There is no word if Star will only be made available internationally while Hulu remains in the U.S. market. Plus, Disney Star Studio is already known overseas as it was taken over as part of Disney’s Fox deal. It originates from an Indian media conglomerate known as Star India. It made sense to use a well-known brand in key markets to expand internationally instead of working from scrap with Hulu. Yet, it’s a waste to not expand Disney+ which is the main international streaming service for the brand. Well, it looks like there might be more to this story. Bill Hunt, the founder of Digital Bits, shared a tweet about some potential developments:

This opens up a whole can of worms. The timing couldn’t be more evident as Star will likely be integrated into Disney+. In the quote I added earlier, Chapek clearly states “using our Disney+ technical platform”. So, the expansion could mean that when starting Disney+ you have the option to switch to the family content or the Star-branded adult content. The brand is called Disney Star now, so its a fitting inclusion. Hunt‘s tweet does mention a pin code access, which would act as the parental controls similar to what Nintendo does in their eShop.

This way they can also push their other owned brands like MGM, Fox, or Tombstone Picture. These are well-known brands that could be highlighted in the service similar to how Disney+ handles Marvel, Star Wars, or Pixar. Plus, if they keep the Disney branding with Star, they will diversify the “only family-friendly” image of their content. It is an exciting prospect because the recent purchase of very adult-themed brands forces Disney to explore new ventures. We’ve already seen this with the expansion of a Premium Section for Mulan– They could potentially break free from their iron-clad image to showcase what they’re capable of.

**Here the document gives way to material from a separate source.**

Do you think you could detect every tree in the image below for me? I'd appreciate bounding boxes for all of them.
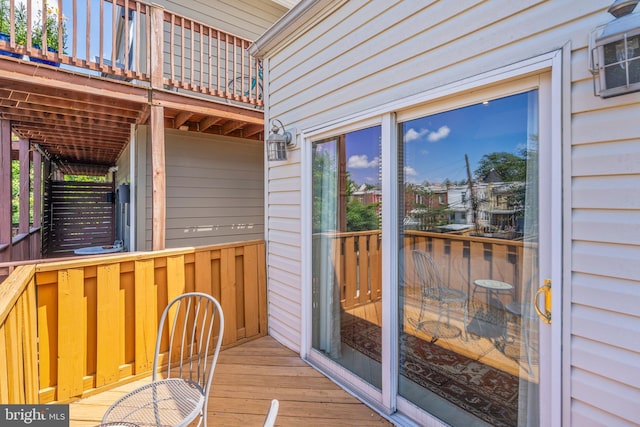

Looking at the Pirates of the Caribbean films with their dark pirate-filled world, it feels like they’ve been trying for some time. Now with 20th Century’s library, they can focus on more adult and R-rated content without the shackles of the past. It was even an important promise made by Disney in their 2019 investor’s call when talking about films like Deadpool. If handled right, this could be a turning point not just for the streaming service but for the Disney brand overall. They’ve grown to such an extent they can’t hide behind family-friendly forever. It’s time to expand and show that Disney more than just the sum of its parts.